Rupiah Menguat, Dibayangi Corona Jadi Beban Utang

Breaking News

- Advertisement -
- Advertisement -
- Advertisement -
- Advertisement -

MUDANEWS.COM, Medan – Kinerja mata uang rupiah belakangan menguat sangat tajam. Rupiah menguat ditopang oleh sejumlah berita baik, diantaranya adalah kemungkinan gelontoran stimulus yang akan dilakukan oleh AS seiring dengan peningkatan jumlah angka pengangguran, serta kebutuhan dana dalam menanggulangi penyebaran corona dan dampak buruknya terhadap ekonomi.

Hal demikian diungkapkan Analis Pasar Keuangan, Gunawan Benjamin, di Medan, Sabtu (11/4/2020) malam.

“Namun diluar itu, pemerintah Indonesia juga melakukan sejumlah upaya untuk membuat likuiditas atau ketersediaan valas di dalam negeri meningkat.
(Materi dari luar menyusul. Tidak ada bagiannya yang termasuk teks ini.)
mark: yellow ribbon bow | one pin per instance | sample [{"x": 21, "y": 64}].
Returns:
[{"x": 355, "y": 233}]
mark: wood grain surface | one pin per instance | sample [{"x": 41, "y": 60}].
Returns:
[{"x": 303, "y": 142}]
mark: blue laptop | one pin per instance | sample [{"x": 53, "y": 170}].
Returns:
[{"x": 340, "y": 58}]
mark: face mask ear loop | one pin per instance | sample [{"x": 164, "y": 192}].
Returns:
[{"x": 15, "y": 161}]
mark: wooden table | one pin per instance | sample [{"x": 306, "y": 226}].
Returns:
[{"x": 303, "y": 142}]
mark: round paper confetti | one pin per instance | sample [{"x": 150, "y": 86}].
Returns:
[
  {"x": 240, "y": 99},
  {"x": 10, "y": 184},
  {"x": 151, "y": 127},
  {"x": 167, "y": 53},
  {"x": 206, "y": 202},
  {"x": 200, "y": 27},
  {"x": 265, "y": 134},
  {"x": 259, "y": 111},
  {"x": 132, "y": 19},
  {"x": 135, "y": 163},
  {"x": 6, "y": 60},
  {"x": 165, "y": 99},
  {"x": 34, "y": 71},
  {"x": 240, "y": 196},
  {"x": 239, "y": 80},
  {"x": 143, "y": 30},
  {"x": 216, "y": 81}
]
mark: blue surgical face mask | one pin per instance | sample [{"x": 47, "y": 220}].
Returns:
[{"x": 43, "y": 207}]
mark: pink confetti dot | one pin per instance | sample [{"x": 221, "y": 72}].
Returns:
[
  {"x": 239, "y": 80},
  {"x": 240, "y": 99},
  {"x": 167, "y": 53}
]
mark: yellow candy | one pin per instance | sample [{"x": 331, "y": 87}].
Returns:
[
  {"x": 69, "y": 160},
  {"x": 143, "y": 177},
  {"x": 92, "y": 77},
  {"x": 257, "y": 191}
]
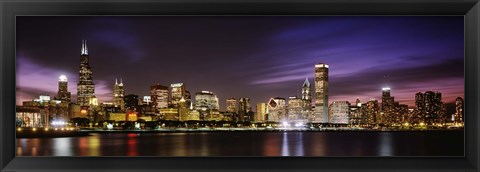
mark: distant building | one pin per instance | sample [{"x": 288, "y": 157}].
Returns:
[
  {"x": 177, "y": 92},
  {"x": 321, "y": 93},
  {"x": 458, "y": 117},
  {"x": 244, "y": 110},
  {"x": 276, "y": 109},
  {"x": 85, "y": 86},
  {"x": 306, "y": 95},
  {"x": 63, "y": 94},
  {"x": 231, "y": 105},
  {"x": 205, "y": 101},
  {"x": 373, "y": 112},
  {"x": 118, "y": 95},
  {"x": 159, "y": 96},
  {"x": 339, "y": 112},
  {"x": 262, "y": 111},
  {"x": 295, "y": 109},
  {"x": 429, "y": 108},
  {"x": 131, "y": 101}
]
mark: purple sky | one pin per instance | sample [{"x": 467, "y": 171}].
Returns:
[{"x": 249, "y": 56}]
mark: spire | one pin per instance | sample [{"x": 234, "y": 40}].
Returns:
[{"x": 84, "y": 48}]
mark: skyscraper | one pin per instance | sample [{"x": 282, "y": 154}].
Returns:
[
  {"x": 458, "y": 110},
  {"x": 276, "y": 109},
  {"x": 244, "y": 109},
  {"x": 178, "y": 91},
  {"x": 295, "y": 109},
  {"x": 321, "y": 93},
  {"x": 159, "y": 96},
  {"x": 231, "y": 105},
  {"x": 63, "y": 94},
  {"x": 261, "y": 112},
  {"x": 205, "y": 101},
  {"x": 118, "y": 94},
  {"x": 85, "y": 86},
  {"x": 306, "y": 95},
  {"x": 339, "y": 112},
  {"x": 387, "y": 100}
]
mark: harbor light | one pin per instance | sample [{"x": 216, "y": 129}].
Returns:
[{"x": 109, "y": 126}]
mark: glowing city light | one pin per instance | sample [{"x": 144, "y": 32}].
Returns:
[{"x": 62, "y": 78}]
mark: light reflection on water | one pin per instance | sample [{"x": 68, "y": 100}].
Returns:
[{"x": 247, "y": 144}]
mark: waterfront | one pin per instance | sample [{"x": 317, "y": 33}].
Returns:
[{"x": 275, "y": 143}]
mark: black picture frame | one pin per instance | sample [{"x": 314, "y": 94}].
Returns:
[{"x": 11, "y": 8}]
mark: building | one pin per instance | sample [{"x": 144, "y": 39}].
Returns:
[
  {"x": 306, "y": 95},
  {"x": 177, "y": 92},
  {"x": 429, "y": 108},
  {"x": 39, "y": 112},
  {"x": 372, "y": 112},
  {"x": 159, "y": 96},
  {"x": 295, "y": 109},
  {"x": 262, "y": 111},
  {"x": 276, "y": 109},
  {"x": 131, "y": 101},
  {"x": 206, "y": 101},
  {"x": 244, "y": 110},
  {"x": 387, "y": 100},
  {"x": 321, "y": 93},
  {"x": 85, "y": 86},
  {"x": 231, "y": 105},
  {"x": 118, "y": 94},
  {"x": 458, "y": 116},
  {"x": 147, "y": 100},
  {"x": 63, "y": 94},
  {"x": 339, "y": 112}
]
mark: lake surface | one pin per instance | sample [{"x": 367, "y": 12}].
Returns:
[{"x": 292, "y": 143}]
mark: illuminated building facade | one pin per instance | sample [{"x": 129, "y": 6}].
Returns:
[
  {"x": 177, "y": 92},
  {"x": 262, "y": 111},
  {"x": 429, "y": 108},
  {"x": 118, "y": 94},
  {"x": 206, "y": 101},
  {"x": 387, "y": 100},
  {"x": 295, "y": 109},
  {"x": 231, "y": 105},
  {"x": 159, "y": 96},
  {"x": 244, "y": 109},
  {"x": 131, "y": 101},
  {"x": 372, "y": 112},
  {"x": 85, "y": 86},
  {"x": 307, "y": 95},
  {"x": 63, "y": 94},
  {"x": 276, "y": 109},
  {"x": 339, "y": 112},
  {"x": 321, "y": 93},
  {"x": 458, "y": 117}
]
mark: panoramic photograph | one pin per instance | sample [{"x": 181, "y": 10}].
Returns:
[{"x": 263, "y": 86}]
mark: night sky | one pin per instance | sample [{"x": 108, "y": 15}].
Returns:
[{"x": 250, "y": 56}]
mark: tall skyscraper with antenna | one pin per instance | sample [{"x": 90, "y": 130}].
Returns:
[
  {"x": 118, "y": 94},
  {"x": 321, "y": 93},
  {"x": 63, "y": 94},
  {"x": 85, "y": 86}
]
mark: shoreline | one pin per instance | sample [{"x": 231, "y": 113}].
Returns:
[{"x": 88, "y": 132}]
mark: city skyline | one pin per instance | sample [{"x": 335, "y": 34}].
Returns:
[{"x": 438, "y": 70}]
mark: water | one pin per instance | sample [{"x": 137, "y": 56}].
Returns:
[{"x": 431, "y": 143}]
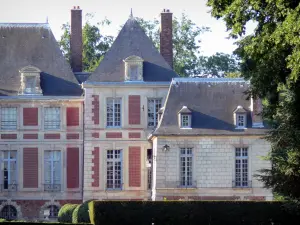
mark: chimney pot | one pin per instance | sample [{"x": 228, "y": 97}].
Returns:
[
  {"x": 166, "y": 39},
  {"x": 76, "y": 40}
]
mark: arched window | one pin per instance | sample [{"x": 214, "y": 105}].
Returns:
[
  {"x": 53, "y": 211},
  {"x": 8, "y": 212}
]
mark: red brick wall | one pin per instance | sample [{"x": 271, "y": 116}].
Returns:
[
  {"x": 30, "y": 116},
  {"x": 30, "y": 136},
  {"x": 95, "y": 109},
  {"x": 30, "y": 167},
  {"x": 8, "y": 136},
  {"x": 166, "y": 41},
  {"x": 72, "y": 167},
  {"x": 134, "y": 135},
  {"x": 95, "y": 168},
  {"x": 72, "y": 116},
  {"x": 134, "y": 166},
  {"x": 52, "y": 136},
  {"x": 72, "y": 136},
  {"x": 134, "y": 115},
  {"x": 113, "y": 134}
]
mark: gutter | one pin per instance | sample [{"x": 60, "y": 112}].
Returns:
[{"x": 126, "y": 84}]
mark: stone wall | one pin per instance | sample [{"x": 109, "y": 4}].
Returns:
[{"x": 213, "y": 167}]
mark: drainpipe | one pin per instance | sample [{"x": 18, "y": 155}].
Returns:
[
  {"x": 83, "y": 138},
  {"x": 154, "y": 153}
]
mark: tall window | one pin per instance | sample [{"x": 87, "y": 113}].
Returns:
[
  {"x": 113, "y": 110},
  {"x": 153, "y": 106},
  {"x": 185, "y": 120},
  {"x": 52, "y": 168},
  {"x": 241, "y": 167},
  {"x": 114, "y": 169},
  {"x": 241, "y": 120},
  {"x": 52, "y": 118},
  {"x": 186, "y": 167},
  {"x": 9, "y": 212},
  {"x": 9, "y": 118},
  {"x": 9, "y": 169}
]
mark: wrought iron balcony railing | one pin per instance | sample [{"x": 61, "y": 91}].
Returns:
[
  {"x": 52, "y": 187},
  {"x": 9, "y": 187},
  {"x": 241, "y": 184}
]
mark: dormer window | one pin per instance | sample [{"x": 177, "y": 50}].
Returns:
[
  {"x": 240, "y": 117},
  {"x": 30, "y": 81},
  {"x": 133, "y": 68},
  {"x": 185, "y": 117}
]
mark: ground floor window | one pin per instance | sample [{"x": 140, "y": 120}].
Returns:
[
  {"x": 9, "y": 212},
  {"x": 53, "y": 214}
]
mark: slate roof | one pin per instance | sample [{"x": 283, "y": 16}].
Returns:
[
  {"x": 132, "y": 40},
  {"x": 24, "y": 44},
  {"x": 212, "y": 103}
]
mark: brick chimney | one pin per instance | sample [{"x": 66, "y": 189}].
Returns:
[
  {"x": 76, "y": 39},
  {"x": 166, "y": 41}
]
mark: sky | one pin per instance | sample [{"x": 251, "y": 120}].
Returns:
[{"x": 117, "y": 11}]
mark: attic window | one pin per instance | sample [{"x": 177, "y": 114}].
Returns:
[
  {"x": 185, "y": 117},
  {"x": 240, "y": 117},
  {"x": 30, "y": 81},
  {"x": 133, "y": 68}
]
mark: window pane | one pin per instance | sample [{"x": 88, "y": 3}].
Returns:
[
  {"x": 52, "y": 118},
  {"x": 153, "y": 107},
  {"x": 114, "y": 169},
  {"x": 9, "y": 118}
]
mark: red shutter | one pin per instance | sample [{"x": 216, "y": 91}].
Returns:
[
  {"x": 134, "y": 166},
  {"x": 96, "y": 166},
  {"x": 134, "y": 109},
  {"x": 30, "y": 116},
  {"x": 72, "y": 167},
  {"x": 30, "y": 167},
  {"x": 72, "y": 116}
]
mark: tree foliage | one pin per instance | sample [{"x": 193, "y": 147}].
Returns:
[
  {"x": 186, "y": 43},
  {"x": 220, "y": 65},
  {"x": 270, "y": 59},
  {"x": 95, "y": 44}
]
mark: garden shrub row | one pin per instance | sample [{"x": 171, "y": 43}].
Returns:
[{"x": 190, "y": 212}]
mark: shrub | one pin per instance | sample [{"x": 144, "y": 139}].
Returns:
[
  {"x": 83, "y": 212},
  {"x": 66, "y": 212},
  {"x": 75, "y": 214},
  {"x": 190, "y": 212}
]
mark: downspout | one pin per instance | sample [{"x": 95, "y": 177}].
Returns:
[
  {"x": 154, "y": 153},
  {"x": 83, "y": 138}
]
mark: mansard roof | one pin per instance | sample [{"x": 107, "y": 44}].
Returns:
[
  {"x": 132, "y": 41},
  {"x": 33, "y": 44},
  {"x": 212, "y": 103}
]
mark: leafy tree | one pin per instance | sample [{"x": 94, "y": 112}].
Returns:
[
  {"x": 95, "y": 45},
  {"x": 270, "y": 59},
  {"x": 220, "y": 65},
  {"x": 186, "y": 43}
]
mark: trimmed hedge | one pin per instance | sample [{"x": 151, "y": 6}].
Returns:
[
  {"x": 37, "y": 223},
  {"x": 83, "y": 212},
  {"x": 190, "y": 212},
  {"x": 66, "y": 212},
  {"x": 75, "y": 215}
]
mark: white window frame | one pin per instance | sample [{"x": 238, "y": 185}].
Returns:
[
  {"x": 185, "y": 179},
  {"x": 115, "y": 161},
  {"x": 244, "y": 118},
  {"x": 9, "y": 160},
  {"x": 241, "y": 172},
  {"x": 55, "y": 122},
  {"x": 114, "y": 113},
  {"x": 12, "y": 124},
  {"x": 156, "y": 102},
  {"x": 52, "y": 168},
  {"x": 188, "y": 125}
]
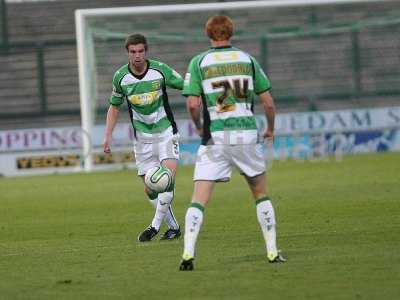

Sejumlah upaya yang dilakukan diantaranya adalah dengan menerbitkan global bond atau sovereign bond sebesar $ 4.3 Milyar yang nantinya akan mendongkrak cadangan devisa ke level $ 125 milyar,” ujarnya.

Dijelaskan Benjamin, Bank Dunia (world bank), ADB (Asian Development Bank), dan Asian Infrastructure Invesment Bank (AIIB) juga berencana meminjamkan uang sebesar $ 7 Milyar ke Indonesia. Belum lagi rencana IMF yang akan memberikan bantuan kepada Negara anggotanya termasuk Indonesia. Jelas utang tersebut nantinya akan membuat pasokan valas di tanah air mengalami peningkatan.

“Belum lagi Repo Line dari Bank Sentral AS yang bisa dipakai kapan saja saat dibutuhkan. Menurut penilaian saya, Indonesia tengah melakukan apapun agar Krisis yang pernah kita alami tidak terulang. Pelaku pasar diyakinkan dengan kemampuan kita menghadapi tekanan pasar keuangan. Mulai dari pengelolaan fiscal yang hati-hati, hingga menambah beban utang,” ungkapnya.

Disisi lain, terangnya, untuk meredam gejolak Rupiah, intervensi Rupiah tidak selamanya bisa diharapkan. Tanpa ada aliran valas dalam bentuk apapun (seperti utang, perjanjiaan swap, hingga REPO), intervensi Rupiah hanya akan membuat kepercayaan investor terhadap republik ini memudar. Semakin sering diintervensi, maka semakin cepat krisis moneter itu terjadi.

“Yang menjadi persoalan adalah, Negara lain besar kemungkinan juga melakukan hal yang sama untuk menambah pasokan valasnya dan menggelontorkan stimulus fiskal maupun moneter untuk memerangi virus corona serta memperbaiki dampak buruk dari corona itu sendiri. Tetapi, bagaimana seandainya corona ini  tidak terselesaikan dalam 3 hingga 5 bulan kedepan,” jelasnya.

Bagaimana seandainya ada pandemi corona kedua yang lebih parah dari yang terjadi saat ini. Dan jika nantinya dunia usaha tidak kunjung membaik. Lantas apa manfaat uang baik itu dari stimulus fiscal, moneter, hingga utang. Tanpa ada dunia usaha yang hidup, uang yang banyak beredar akan menjadi penyakit bagi masyarakat. Bentuknya krisis ekonomi.

“Kalau pemerintah saya yakin memahami masalah ini. Tapi masyarakat tidak semuanya faham. Perlu dibangun kesadaran akan adanya kemungkinan terburuk. Masyarakat harus diajak untuk ikut terlibat memberikan kontribusi. Jalan yang paling mudah adalah mentaati aturan social distancing, memakai masker, hingga penggunaan hand sanitizer,” tambahnya.

Namun demikian, jika semua masyarakat mematuhi, potensi penyebaran corona bisa diminimalisir, maka ketergantungan kita akan utang juga semakin kecil. Karena masalah fundamental ekonomi dunia itu adalah corona. “Menambah utang ini hanya bentuk reaksi Negara dalam memerangi corona,” pungkas Benjamin.